We reported in July that the European Research Council (ERC) whittled the 9167 applications for its Starting Grants for young scientists down to 559 finalists. Late last week, the agency provided further statistics (links to PDF) on those finalists. In a Science Scope in this week's Science (subscription required), Gretchen Vogel takes a look at the home countries of the applicants--and the fact that fewer than 5% of them are from the mostly eastern European countries that have joined the European Union since 2004.
Here's the breakdown that the ERC provided:
| Nationality by country groups | Number | Percent |
| Founding Member States (Belgium, Germany, France, Italy, Luxembourg, the Netherlands) | 293 | 53% |
| Member States joining the EC/EU 1973-1995 (Austria, Denmark, Greece, Spain, Finland, Ireland, Portugal, Sweden, United Kingdom) | 152 | 27% |
| Member States joining the EU 2004-2007 (Bulgaria, Cyprus, Czech Republic, Estonia, Hungary, Latvia, Lithuania, Malta, Poland, Romania, Slovenia, Slovakia) | 30 | 5% |
| Associated countries (Switzerland, Liechtenstein, Croatia, Israel, Iceland, Macedonia, Norway, Serbia, Turkey) | 47 | 7% |
| Other countries | 37 | 7% |
The ERC notes that 87% of the candidates have 4 to 9 years of experience after completion of their Ph.D., and their average age is around 36 years.
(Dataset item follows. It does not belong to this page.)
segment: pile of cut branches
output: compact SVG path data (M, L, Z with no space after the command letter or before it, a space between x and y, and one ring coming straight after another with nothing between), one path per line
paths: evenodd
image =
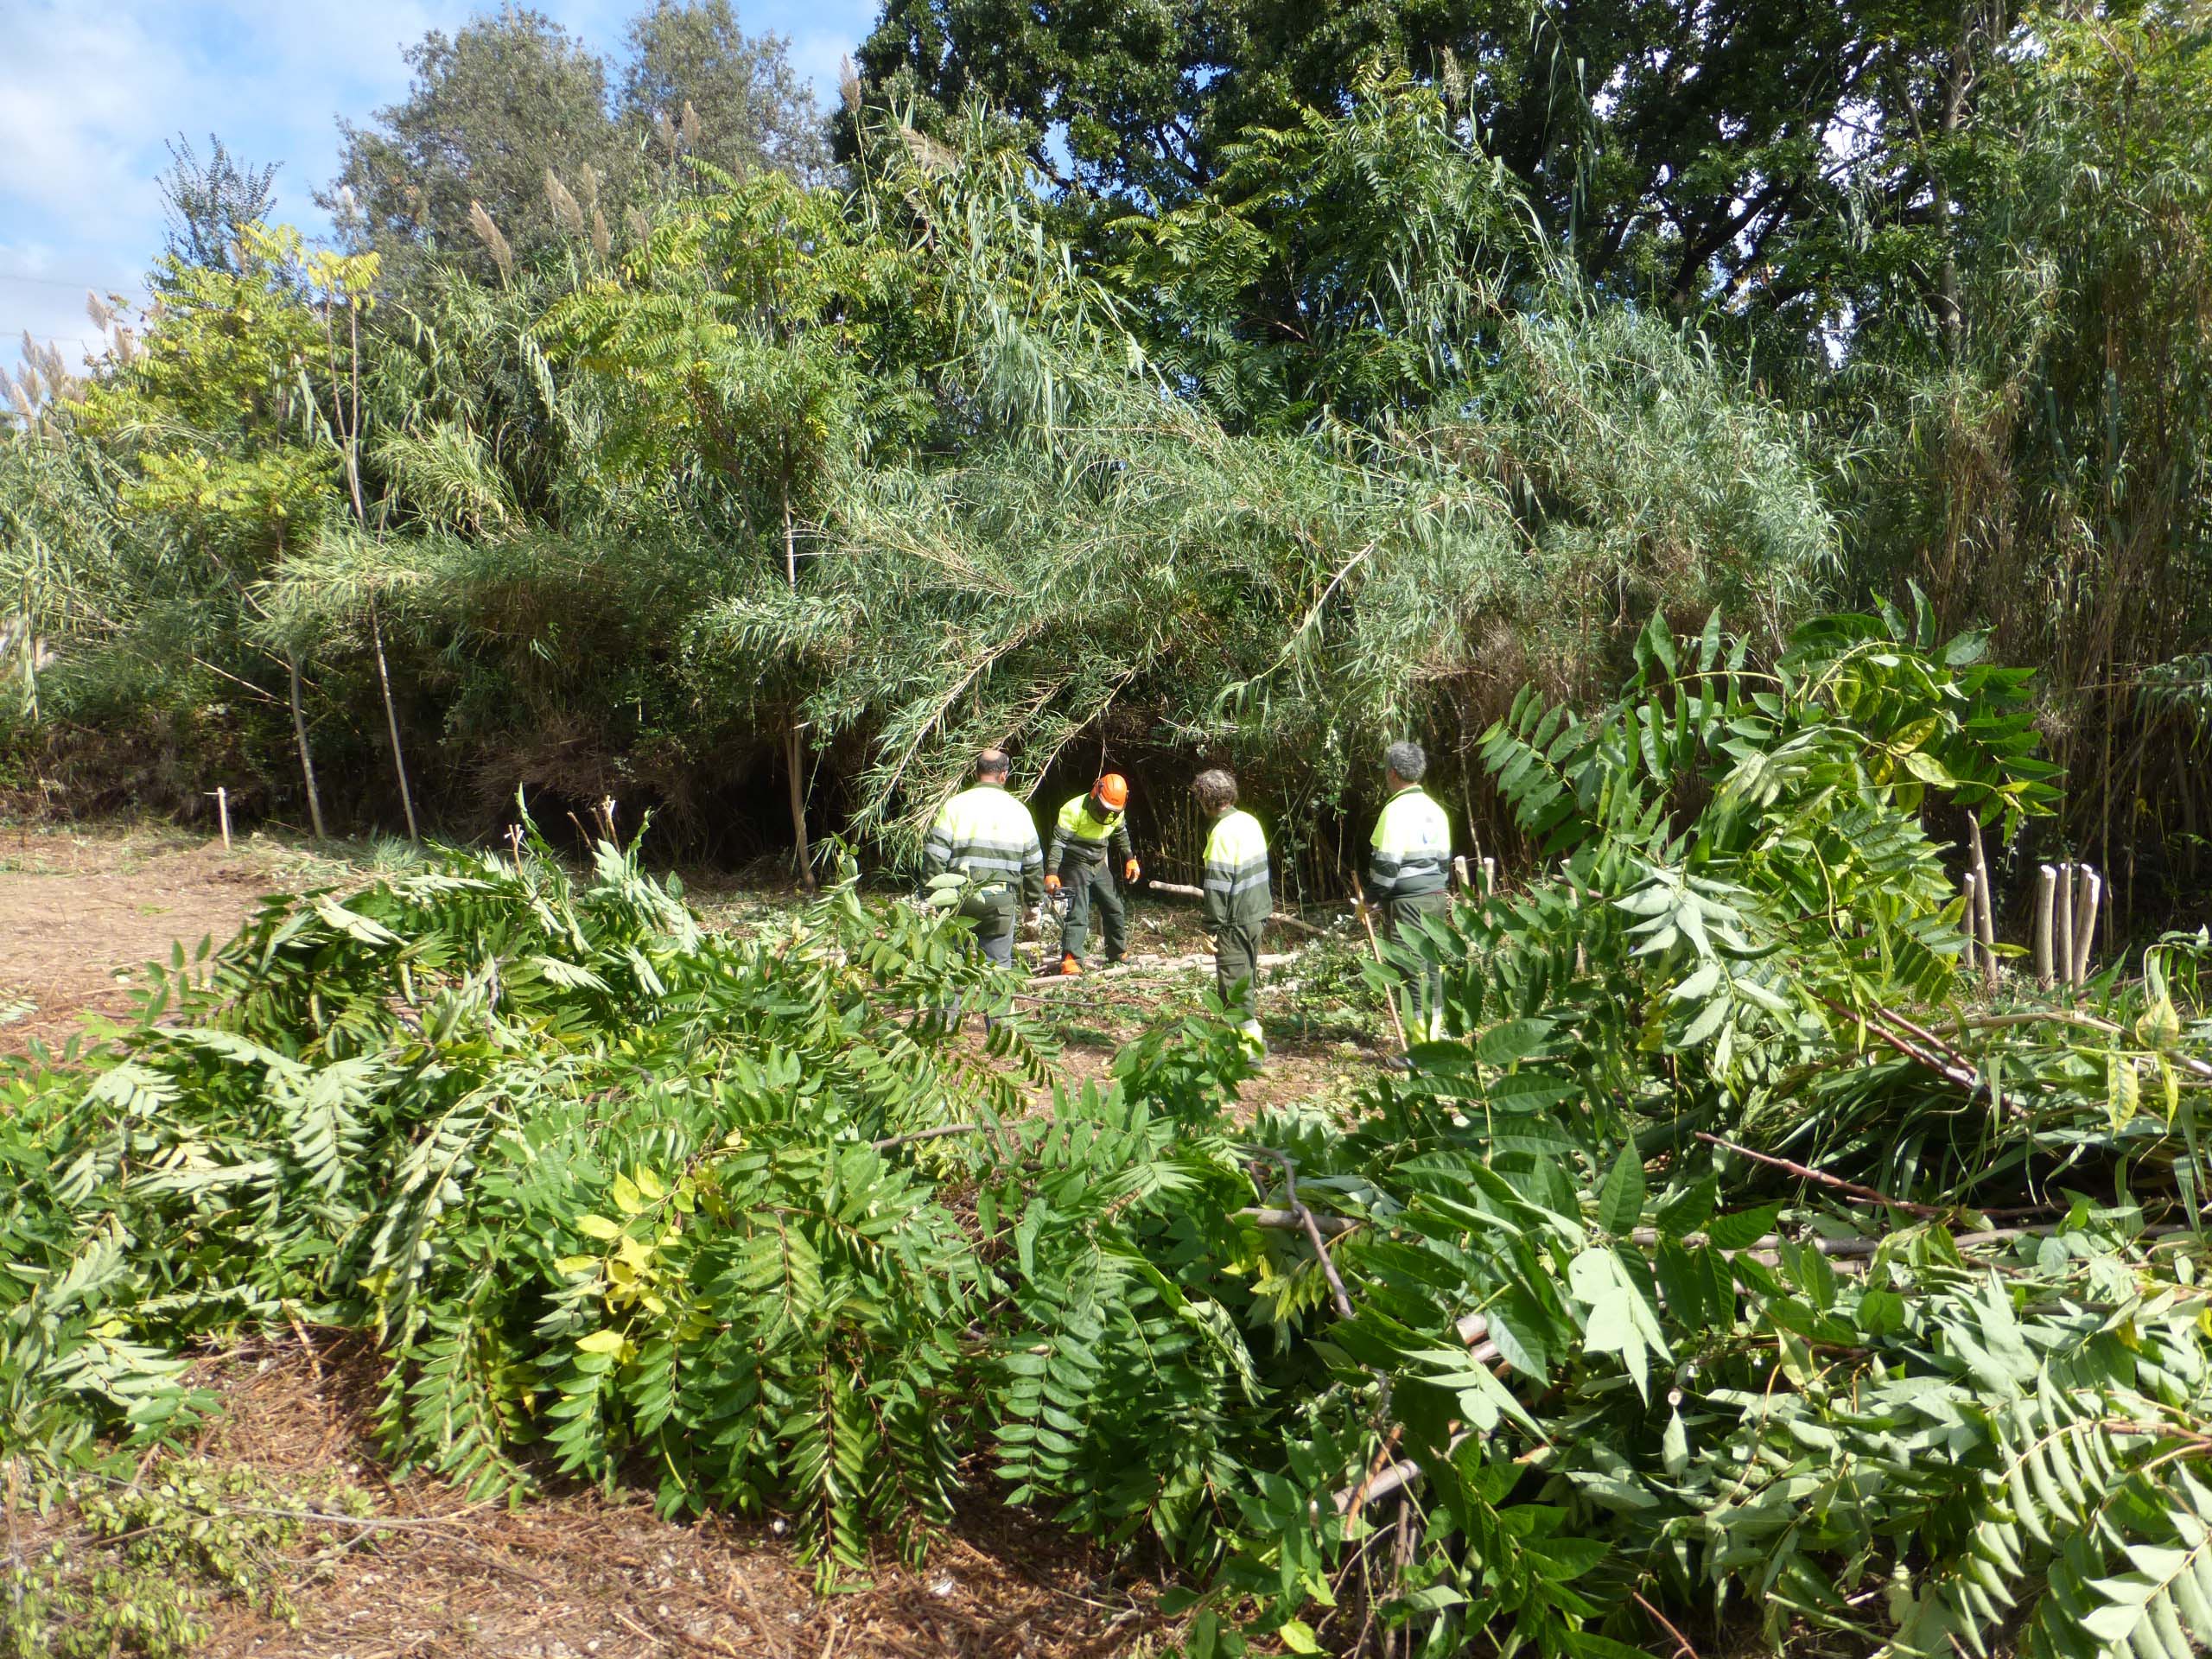
M849 884L743 939L611 847L273 901L8 1079L7 1449L314 1322L395 1461L787 1514L825 1580L987 1454L1179 1561L1201 1656L2212 1638L2208 952L1966 1000L1923 815L2042 810L2022 677L1655 626L1486 748L1555 868L1389 947L1452 1034L1348 1121L1237 1123L1218 1010L1026 1110L1034 1033L944 1017L1012 982Z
They also say that only 24% of the finalists are women. ("Only" is my word, not theirs.) The applications are judged individually and without regard to the applicant's gender or nationality, and the starting grants are an awesome opportunity for young scientists to land some serious funding. Still, though, one would have hoped to see stronger representation in eastern Europe and a better gender balance.